Our nation is looking for tools able to help students who are minorities and suffer from poverty, and research done by independent evaluators showed that ASSISTments started to close these differences in these specific populations.
What's Been the Biggest Surprise So Far?
The promise of artificial intelligence (AI) has been around for years (I’ve been teaching it for 20+ years), but the way it accelerated in 2023 was surprising. In June 2023, I published a paper that showed GPT3.5 had errors in 50 percent of our tasks—writing explanations. A few months later, we ran the same study and found that GPT 4.5’s error rate was down to 5 percent. That’s a pretty steep improvement!

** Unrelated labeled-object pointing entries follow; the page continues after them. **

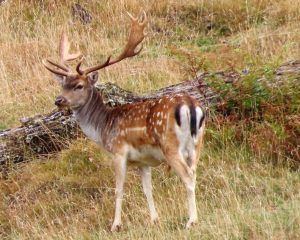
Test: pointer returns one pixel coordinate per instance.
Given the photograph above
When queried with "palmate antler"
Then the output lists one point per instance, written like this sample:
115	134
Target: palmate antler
135	38
65	56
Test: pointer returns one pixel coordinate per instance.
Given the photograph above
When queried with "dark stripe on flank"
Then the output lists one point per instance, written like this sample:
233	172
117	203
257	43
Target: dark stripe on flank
177	115
193	123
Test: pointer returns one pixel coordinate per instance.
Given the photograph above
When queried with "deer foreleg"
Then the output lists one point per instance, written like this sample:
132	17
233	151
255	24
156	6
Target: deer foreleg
147	187
120	163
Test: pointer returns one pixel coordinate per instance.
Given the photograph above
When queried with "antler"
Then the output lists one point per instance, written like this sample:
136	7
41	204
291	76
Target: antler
64	48
135	38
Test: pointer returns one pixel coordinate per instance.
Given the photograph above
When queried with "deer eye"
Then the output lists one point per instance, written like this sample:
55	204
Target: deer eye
78	87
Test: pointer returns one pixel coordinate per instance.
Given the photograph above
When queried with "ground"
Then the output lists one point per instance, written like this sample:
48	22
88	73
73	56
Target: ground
248	180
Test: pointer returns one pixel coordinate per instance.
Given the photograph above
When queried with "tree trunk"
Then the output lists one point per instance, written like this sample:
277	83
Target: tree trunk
45	134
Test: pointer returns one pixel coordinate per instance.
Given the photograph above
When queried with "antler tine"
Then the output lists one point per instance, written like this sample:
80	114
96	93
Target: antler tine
56	71
64	49
62	67
136	36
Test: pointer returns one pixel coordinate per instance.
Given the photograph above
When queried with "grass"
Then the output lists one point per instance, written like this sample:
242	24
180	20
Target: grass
248	188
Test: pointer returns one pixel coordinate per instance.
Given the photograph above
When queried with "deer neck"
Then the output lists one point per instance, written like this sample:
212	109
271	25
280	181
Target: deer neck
96	119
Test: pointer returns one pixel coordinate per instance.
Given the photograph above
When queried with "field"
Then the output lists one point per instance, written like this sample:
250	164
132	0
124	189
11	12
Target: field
248	176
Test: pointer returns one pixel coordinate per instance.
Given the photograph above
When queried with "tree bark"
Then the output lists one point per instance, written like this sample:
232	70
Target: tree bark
45	134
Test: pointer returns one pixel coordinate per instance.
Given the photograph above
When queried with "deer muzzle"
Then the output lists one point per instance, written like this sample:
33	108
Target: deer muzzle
60	101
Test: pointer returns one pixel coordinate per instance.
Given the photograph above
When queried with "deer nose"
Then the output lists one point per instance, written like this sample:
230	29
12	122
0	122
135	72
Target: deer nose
59	101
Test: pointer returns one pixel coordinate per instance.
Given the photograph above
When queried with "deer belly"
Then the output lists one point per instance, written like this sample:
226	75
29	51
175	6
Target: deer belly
145	155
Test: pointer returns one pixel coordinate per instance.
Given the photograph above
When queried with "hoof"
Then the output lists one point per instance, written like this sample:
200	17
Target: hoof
116	227
191	223
155	221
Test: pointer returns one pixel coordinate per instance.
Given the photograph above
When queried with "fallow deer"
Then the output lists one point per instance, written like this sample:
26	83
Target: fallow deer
144	134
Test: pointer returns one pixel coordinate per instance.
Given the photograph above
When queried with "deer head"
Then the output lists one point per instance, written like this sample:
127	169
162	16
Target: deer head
77	86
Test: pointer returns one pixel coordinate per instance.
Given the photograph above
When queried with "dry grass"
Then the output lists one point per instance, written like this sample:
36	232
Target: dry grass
70	196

A related surprise was the release of Meta’s LLaMa, their open-access large language model (LLM). A month after GPT 4.0 came out, Percy Liang at Stanford showed that you can train a LLM to get similar performance with a fraction of the budget. There was a natural assumption that little guys couldn’t compete with titans like Google or Apple which has been proven false. Since the release of LLaMa, Falcon LLM has come out of the Emirates, and Mistral has come out of France.
How will AI shift ASSISTments over the next 5 years?
The rise of open LLMs is already having a huge impact. We were recently funded by IES to develop a conversational AI tutor (CAIT) for ASSISTments to help students do their homework with an emphasis on social and emotional support. We will be using an Open LLM approach. Our next dream is to build a similar LLM-powered chatbot to serve as an assistant to the students’ teachers.
We were recently funded by IES to develop a conversational AI tutor (CAIT) for ASSISTments to help students do their homework with an emphasis on social and emotional support.
What Else Should People Know?
In 2023, a groundbreaking study revealed ASSISTment’s impact on math achievement and equity and how it is empowering students of diverse backgrounds. Educational solutions backed by robust research are possible and can have limitless potential in transforming math education and bridging educational gaps.